Chemokine-Coupled beta 2Integrin-Dependent mRNA Stabilization in Macrophages Modulates VEGF-A Protein Levels During Ischemia-Induced Arteriogenesis

VEGF-A directs both developmental and inducible arteriogenesis through the maturation of smaller vessels and the recruitment of collateral networks. Our lab has demonstrated that integrin-induced mRNA stability plays an important role in macrophage production of VEGF-A protein through translocation and activation of the mRNA stabilizing protein, HuR. It is well known that macrophages may serve as a source of VEGF-A; however, it remains unclear whether macrophages are the principle source of VEGF-A during ischemia-induced arteriogenesis and whether this integrin signaling mechanism modulates VEGF-A protein levels in ischemic muscle tissue in vivo.

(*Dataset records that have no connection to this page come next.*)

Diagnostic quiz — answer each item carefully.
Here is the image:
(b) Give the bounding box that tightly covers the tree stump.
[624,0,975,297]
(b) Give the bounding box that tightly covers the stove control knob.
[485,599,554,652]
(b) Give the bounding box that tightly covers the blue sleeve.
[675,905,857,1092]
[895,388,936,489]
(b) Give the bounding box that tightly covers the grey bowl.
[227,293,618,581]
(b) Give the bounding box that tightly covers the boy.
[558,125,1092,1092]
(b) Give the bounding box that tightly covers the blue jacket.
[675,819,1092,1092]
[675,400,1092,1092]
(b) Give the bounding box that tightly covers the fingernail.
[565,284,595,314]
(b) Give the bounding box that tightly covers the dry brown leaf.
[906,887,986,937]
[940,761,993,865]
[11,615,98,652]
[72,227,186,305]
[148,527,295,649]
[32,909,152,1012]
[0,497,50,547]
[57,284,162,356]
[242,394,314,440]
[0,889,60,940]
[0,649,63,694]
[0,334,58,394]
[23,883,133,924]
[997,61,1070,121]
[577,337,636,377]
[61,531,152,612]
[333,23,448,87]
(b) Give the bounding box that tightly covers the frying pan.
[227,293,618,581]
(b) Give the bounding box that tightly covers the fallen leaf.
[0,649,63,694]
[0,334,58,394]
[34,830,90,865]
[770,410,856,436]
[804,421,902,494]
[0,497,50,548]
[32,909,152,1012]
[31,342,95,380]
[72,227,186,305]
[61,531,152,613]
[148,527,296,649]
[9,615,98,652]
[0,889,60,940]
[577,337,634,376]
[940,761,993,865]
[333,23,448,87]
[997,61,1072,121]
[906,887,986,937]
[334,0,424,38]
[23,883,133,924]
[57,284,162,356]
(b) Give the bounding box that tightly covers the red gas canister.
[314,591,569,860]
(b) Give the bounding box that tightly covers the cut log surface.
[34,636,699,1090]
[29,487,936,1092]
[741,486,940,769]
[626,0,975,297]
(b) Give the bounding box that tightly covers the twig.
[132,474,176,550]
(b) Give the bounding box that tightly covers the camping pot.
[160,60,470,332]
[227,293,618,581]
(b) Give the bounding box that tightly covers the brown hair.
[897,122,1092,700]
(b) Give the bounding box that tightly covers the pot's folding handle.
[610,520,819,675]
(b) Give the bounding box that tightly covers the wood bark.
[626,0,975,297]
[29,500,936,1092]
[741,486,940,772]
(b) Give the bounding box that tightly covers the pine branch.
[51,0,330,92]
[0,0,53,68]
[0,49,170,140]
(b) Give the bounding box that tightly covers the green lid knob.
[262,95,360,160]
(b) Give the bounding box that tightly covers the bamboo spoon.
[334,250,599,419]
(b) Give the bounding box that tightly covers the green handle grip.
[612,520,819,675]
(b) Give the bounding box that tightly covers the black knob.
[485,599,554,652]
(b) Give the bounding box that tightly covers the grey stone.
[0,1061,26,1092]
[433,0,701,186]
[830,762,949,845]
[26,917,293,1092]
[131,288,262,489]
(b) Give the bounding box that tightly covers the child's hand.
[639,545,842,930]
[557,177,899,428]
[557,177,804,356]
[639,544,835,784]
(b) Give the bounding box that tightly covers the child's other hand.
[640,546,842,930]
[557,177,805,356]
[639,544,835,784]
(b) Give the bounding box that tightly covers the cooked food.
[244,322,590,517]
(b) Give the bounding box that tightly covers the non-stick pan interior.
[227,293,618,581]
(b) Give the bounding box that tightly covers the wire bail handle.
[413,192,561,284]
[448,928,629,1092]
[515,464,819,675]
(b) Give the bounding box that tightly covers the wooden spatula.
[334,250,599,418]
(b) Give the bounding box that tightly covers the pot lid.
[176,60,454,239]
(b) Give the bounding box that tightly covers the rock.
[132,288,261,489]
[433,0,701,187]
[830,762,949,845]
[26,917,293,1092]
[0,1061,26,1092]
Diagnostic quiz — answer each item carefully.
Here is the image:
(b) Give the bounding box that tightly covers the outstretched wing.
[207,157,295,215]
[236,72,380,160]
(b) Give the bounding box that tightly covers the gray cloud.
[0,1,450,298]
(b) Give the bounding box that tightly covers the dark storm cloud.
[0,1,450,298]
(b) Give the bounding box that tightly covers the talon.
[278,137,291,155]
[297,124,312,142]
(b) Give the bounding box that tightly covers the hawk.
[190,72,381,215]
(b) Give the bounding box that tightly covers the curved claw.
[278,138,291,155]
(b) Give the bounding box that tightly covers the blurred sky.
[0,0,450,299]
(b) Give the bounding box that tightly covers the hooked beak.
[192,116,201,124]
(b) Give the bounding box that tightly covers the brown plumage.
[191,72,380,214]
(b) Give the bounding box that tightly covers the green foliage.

Here we demonstrate that chemokine-coupled β2 integrin adhesion signaling results in the formation of a complex between the low molecular weight G-protein, Rac2, and the heavy chain of Nonmuscle Myosin IIA (MyH9), leading to translocation of the message stabilizing protein, HuR, and the subsequent prolongation of VEGF-A mRNA half-life. Macrophage-specific gene deletion of MyH9 reduces chemokine-coupled β2 integrin adhesion-stimulated HuR translocation and consequent stabilization of VEGF-A message. Moreover, during hindlimb ischemia, there is global loss of VEGF-A protein in the arteriogenic muscle tissue along with decreased perfusion recovery secondary to decreased small vessel arteriogenesis in the macrophage-specific MyH9-/- mice. These defects appear specific to the induced inflammatory response as these mice demonstrate adequate capillary angiogenic, arteriogenic and arteriolar collateral development at baseline. This chemokine-coupled, adhesion-based signaling pathway provides a unique, rapid molecular switch in gene expression whereby inflammatory monocyte-derived macrophages become the key in vivo source of VEGF-A protein during ischemia-induced arteriogenesis. We anticipate this pathway to be a novel target for the therapeutic induction or inhibition of VEGF-A-mediated arteriogenesis where clinically relevant.